Posts this month
A blog on financial markets and their regulation
Updated: In the comments, Maries pointed me to Mihai Parparita’s Reader is Dead tools (see also here and here). Though Google Reader has officially shut down, it is still accessible, Mihai’s tools are still working, and I was able to create a multi-GB archive of everything that existed in my Google Reader. But the tools required to read this archive are still under development. So in the meantime, I still need my old code and may be more such code to read all the XML and JSON files in these archives.
With Google Reader shutting down, I have been experimenting with many other readers including Feedly and The Old Reader. Since many feed readers are still being launched and existing readers are being improved, I may keep changing my choice over the next few weeks. Importing subscriptions from Google Reader to any feed reader is easy using Google Takeout. The problem is with the starred items. I finally sat down and wrote a python script that reads the starred.json file that is available from Google Takeout and writes out an html file containing all the starred items.
Python’s json library makes reading and parsing the json file a breeze. By looking at some of the entries, I think I have figured out the most important elements of the structure. I am not sure that I have understood everything, and so suggestions for improving the script are most welcome.
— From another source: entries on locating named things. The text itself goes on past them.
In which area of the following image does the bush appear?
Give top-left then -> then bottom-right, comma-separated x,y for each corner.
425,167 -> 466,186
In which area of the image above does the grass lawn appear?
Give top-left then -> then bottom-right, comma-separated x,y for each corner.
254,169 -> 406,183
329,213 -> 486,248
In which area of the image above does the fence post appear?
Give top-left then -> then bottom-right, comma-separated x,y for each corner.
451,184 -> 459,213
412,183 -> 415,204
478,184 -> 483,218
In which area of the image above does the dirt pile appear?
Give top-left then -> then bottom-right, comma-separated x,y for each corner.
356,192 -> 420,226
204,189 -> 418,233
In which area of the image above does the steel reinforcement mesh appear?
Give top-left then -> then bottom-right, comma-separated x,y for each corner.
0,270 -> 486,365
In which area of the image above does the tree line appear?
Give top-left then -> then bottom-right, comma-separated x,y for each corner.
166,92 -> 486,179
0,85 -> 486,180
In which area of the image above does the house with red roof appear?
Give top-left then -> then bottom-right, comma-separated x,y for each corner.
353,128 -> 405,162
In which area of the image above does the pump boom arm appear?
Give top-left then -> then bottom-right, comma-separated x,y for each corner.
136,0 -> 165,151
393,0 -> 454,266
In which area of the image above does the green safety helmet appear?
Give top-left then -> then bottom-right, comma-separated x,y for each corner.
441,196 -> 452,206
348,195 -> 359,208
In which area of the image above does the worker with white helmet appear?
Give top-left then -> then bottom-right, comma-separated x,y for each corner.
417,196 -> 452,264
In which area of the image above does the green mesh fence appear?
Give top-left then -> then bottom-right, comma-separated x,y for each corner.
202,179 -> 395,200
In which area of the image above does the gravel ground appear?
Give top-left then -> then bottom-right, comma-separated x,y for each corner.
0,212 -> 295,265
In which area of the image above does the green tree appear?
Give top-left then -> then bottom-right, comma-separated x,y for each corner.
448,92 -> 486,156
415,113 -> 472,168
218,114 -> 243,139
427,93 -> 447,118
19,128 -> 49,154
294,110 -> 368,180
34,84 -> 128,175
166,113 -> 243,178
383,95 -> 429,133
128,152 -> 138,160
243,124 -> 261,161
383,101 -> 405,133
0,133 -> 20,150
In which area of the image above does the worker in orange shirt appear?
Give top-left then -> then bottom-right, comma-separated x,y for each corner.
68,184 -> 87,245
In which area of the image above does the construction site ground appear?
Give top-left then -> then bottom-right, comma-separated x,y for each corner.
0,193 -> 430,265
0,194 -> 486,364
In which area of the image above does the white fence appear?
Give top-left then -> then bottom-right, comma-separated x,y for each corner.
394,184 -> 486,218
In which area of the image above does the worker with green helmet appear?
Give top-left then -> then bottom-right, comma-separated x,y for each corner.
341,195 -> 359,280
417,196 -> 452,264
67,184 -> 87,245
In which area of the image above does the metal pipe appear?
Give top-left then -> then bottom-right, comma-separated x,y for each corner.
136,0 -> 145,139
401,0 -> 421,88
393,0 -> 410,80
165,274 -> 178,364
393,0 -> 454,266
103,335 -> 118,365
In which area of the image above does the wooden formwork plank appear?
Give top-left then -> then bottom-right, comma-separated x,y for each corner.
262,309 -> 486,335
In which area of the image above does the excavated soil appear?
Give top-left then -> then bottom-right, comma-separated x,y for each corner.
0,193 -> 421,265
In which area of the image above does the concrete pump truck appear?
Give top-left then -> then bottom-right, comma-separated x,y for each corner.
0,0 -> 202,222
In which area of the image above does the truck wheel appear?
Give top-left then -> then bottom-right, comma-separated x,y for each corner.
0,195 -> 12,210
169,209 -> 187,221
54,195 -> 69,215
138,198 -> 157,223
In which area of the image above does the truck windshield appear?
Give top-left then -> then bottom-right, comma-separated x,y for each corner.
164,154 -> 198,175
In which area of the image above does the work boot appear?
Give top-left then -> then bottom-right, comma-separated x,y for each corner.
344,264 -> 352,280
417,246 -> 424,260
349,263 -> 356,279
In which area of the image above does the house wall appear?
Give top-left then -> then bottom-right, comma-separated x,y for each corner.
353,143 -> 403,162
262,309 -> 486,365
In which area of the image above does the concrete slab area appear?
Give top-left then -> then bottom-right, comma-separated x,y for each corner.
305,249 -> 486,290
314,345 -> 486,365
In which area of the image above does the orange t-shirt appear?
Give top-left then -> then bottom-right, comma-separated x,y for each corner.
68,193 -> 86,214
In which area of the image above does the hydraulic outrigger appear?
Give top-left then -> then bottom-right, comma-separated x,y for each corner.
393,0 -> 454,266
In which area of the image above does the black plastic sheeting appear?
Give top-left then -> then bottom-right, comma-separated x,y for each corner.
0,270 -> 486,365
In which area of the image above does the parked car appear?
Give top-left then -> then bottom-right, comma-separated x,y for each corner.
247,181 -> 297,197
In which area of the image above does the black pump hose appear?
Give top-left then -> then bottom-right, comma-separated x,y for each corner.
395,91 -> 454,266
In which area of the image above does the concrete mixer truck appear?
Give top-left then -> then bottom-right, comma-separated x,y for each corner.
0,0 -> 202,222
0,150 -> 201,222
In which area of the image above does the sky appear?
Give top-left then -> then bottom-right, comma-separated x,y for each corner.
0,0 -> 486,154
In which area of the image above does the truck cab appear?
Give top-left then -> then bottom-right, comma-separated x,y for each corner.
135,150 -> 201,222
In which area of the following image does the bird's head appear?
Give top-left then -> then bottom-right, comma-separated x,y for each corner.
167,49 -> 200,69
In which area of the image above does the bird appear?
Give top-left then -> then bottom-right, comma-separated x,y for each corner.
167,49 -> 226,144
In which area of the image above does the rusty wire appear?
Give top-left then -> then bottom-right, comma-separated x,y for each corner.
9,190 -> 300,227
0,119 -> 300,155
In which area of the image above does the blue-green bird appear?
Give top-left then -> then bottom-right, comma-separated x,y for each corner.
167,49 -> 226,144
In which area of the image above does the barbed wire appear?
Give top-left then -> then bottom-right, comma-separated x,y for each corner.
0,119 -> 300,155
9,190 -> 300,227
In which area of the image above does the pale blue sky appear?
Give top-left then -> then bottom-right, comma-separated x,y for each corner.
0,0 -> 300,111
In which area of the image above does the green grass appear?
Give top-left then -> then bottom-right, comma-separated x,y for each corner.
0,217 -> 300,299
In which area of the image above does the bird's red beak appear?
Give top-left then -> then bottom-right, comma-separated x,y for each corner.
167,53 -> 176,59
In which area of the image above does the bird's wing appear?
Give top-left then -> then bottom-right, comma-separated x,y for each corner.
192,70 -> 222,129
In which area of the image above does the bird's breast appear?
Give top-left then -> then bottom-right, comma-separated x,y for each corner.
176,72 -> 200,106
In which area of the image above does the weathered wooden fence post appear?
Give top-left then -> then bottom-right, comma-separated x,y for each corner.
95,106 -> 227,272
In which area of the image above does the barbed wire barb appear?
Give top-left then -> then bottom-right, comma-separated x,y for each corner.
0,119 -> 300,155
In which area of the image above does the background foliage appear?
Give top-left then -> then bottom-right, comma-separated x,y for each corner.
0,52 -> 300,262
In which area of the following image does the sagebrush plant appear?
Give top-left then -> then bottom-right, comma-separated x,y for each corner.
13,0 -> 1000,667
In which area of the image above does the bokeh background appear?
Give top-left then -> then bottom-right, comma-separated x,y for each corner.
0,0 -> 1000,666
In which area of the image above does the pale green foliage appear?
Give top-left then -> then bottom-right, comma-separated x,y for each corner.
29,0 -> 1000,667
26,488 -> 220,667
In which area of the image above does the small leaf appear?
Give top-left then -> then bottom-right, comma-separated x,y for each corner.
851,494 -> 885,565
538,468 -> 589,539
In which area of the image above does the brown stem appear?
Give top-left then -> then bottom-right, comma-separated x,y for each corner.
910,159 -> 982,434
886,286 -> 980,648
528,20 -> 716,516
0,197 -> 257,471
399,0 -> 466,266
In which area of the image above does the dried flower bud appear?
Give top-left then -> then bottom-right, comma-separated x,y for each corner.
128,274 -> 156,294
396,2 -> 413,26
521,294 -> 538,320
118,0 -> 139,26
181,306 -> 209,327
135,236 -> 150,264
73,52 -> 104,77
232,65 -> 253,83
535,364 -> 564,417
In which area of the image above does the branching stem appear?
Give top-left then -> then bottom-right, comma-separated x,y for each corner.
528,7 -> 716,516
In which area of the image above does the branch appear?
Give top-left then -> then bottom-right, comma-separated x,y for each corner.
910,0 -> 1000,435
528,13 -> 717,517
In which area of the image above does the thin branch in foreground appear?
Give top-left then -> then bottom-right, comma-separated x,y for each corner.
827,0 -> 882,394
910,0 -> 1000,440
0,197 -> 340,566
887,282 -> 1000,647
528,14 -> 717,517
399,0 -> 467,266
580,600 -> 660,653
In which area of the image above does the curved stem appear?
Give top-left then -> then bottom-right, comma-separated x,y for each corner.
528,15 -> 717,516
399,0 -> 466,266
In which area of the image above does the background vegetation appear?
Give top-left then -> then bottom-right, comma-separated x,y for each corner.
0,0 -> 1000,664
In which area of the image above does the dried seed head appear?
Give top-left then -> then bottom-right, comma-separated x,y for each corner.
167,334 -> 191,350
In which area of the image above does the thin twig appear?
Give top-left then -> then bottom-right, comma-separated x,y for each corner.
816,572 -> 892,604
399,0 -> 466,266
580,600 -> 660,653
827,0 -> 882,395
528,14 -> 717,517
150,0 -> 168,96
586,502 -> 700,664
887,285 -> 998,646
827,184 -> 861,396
Where the original feed does not contain the entire post, but only a summary, ideally I would like to follow the link, convert the web page to PDF and add a link pointing to the converted PDF file. This would protect against link rot. I tried doing this with wkhtmltopdf but I was not satisfied with the quality of the conversion. Any suggestions for doing this would be most welcome. Ideally, I would like to use Google Chrome’s ability to print a web page as PDF, but I do not find any command line options to automate this from within the python script.